Zambian Artist Victor Kalinosi Mutale Announced as First ARAK Collection Artist in Residence

Zambian Artist Victor Kalinosi Mutale Announced as First ARAK Collection Artist in Residence
Doha, Qatar – August 2025 – The ARAK Collection is honoured to welcome Victor Kalinosi Mutale as the inaugural artist to participate in our newly established Artist in Residence programme.
Born in 1971 in Mungwe, Zambia, Mutale is a self-taught artist whose formative years were marked by a deep engagement with drawing and a growing awareness of the political and cultural shifts shaping Southern Africa. Influenced by Pan-Africanist ideals and a family legacy of liberation struggles, he initially considered a military path before redirecting his energy to art following South Africa’s democratic transition. Since 1995, Mutale has worked across drawing, sculpture, and collage, creating works that engage questions of identity, heritage, and historical memory.
Reflecting on his drawing practice, Mutale explains: “I did simple drawings in simple form so that when I am not there the viewer can tell the story by relating the drawing to the title. These are symbols I have not seen before. I was just applying my brain to create. Random images would pop up when I came up with the concept.”

This approach has earned significant critical acclaim.

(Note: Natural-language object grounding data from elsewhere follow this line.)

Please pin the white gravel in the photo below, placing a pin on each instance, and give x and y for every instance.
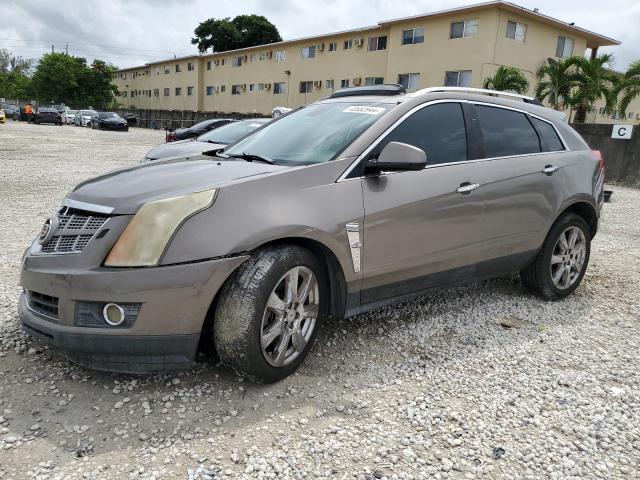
(434, 388)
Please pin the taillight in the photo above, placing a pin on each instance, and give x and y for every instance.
(598, 155)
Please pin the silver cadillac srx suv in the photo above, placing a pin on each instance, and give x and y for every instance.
(358, 200)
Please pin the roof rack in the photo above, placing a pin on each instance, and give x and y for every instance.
(479, 91)
(384, 89)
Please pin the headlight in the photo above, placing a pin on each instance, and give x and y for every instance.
(146, 237)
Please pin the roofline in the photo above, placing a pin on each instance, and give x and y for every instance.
(593, 39)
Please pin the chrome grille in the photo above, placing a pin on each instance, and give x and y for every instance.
(75, 230)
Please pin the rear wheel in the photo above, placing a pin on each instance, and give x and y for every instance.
(562, 262)
(269, 312)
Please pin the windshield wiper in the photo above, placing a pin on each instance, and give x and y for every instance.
(252, 157)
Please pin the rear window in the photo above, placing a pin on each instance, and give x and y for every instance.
(506, 132)
(549, 140)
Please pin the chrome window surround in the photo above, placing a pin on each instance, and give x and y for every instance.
(368, 150)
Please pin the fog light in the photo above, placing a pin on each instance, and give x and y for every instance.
(113, 314)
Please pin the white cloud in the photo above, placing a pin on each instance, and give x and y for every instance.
(129, 33)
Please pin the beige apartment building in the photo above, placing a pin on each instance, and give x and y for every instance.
(456, 47)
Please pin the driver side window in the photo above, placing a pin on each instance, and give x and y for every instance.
(438, 129)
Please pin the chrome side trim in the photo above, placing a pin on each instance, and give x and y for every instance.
(353, 234)
(89, 207)
(366, 152)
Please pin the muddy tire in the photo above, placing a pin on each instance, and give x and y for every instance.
(269, 312)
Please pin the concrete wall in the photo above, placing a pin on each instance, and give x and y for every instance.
(621, 157)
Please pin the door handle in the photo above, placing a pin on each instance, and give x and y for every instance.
(466, 188)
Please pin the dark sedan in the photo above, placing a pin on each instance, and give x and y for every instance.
(48, 115)
(211, 141)
(200, 128)
(109, 121)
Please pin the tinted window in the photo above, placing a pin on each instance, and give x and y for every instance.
(438, 130)
(549, 140)
(506, 132)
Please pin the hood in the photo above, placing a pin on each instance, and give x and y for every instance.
(182, 148)
(126, 190)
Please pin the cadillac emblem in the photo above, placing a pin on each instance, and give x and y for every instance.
(48, 229)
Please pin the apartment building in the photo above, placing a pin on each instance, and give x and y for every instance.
(455, 47)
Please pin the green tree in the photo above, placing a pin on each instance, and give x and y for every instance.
(556, 80)
(56, 77)
(629, 87)
(594, 81)
(222, 34)
(507, 79)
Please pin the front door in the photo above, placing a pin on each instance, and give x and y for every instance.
(420, 228)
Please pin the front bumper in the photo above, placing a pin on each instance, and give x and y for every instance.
(165, 335)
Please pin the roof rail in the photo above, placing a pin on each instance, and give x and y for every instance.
(383, 89)
(478, 91)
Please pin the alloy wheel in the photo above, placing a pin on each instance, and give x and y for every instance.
(290, 316)
(568, 258)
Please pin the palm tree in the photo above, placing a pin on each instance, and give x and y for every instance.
(556, 80)
(507, 79)
(595, 80)
(629, 87)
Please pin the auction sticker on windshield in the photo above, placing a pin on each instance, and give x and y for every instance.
(364, 109)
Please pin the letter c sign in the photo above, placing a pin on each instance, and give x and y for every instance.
(622, 131)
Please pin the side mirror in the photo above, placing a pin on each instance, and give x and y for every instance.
(397, 156)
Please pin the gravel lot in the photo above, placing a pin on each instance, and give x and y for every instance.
(432, 388)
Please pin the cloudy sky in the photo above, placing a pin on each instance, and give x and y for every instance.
(133, 32)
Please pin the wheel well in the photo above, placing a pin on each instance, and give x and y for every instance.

In Chronicles of the Road: Five Nations, Five Artists, art historian Barnabas Ticha Muvhuti observed that Mutale’s symbols allow him to address complex subjects “without having to reproduce figurations of the dehumanised subject, thereby making a clever intervention.” Writer Ashraf Jamal, in African Art: The ARAK Collection, notes that Mutale’s work offers “the rest and ease that comes when we stop making sense; when things, forms, colours, conspire to liberate us from ourselves, from culture and civilisation, from bondage.”
During his residency in Doha, Mutale will develop new work that continues his exploration of identity and historical memory.
The ARAK Collection looks forward to presenting the results of this residency and to deepening dialogue around contemporary African art in Qatar and beyond.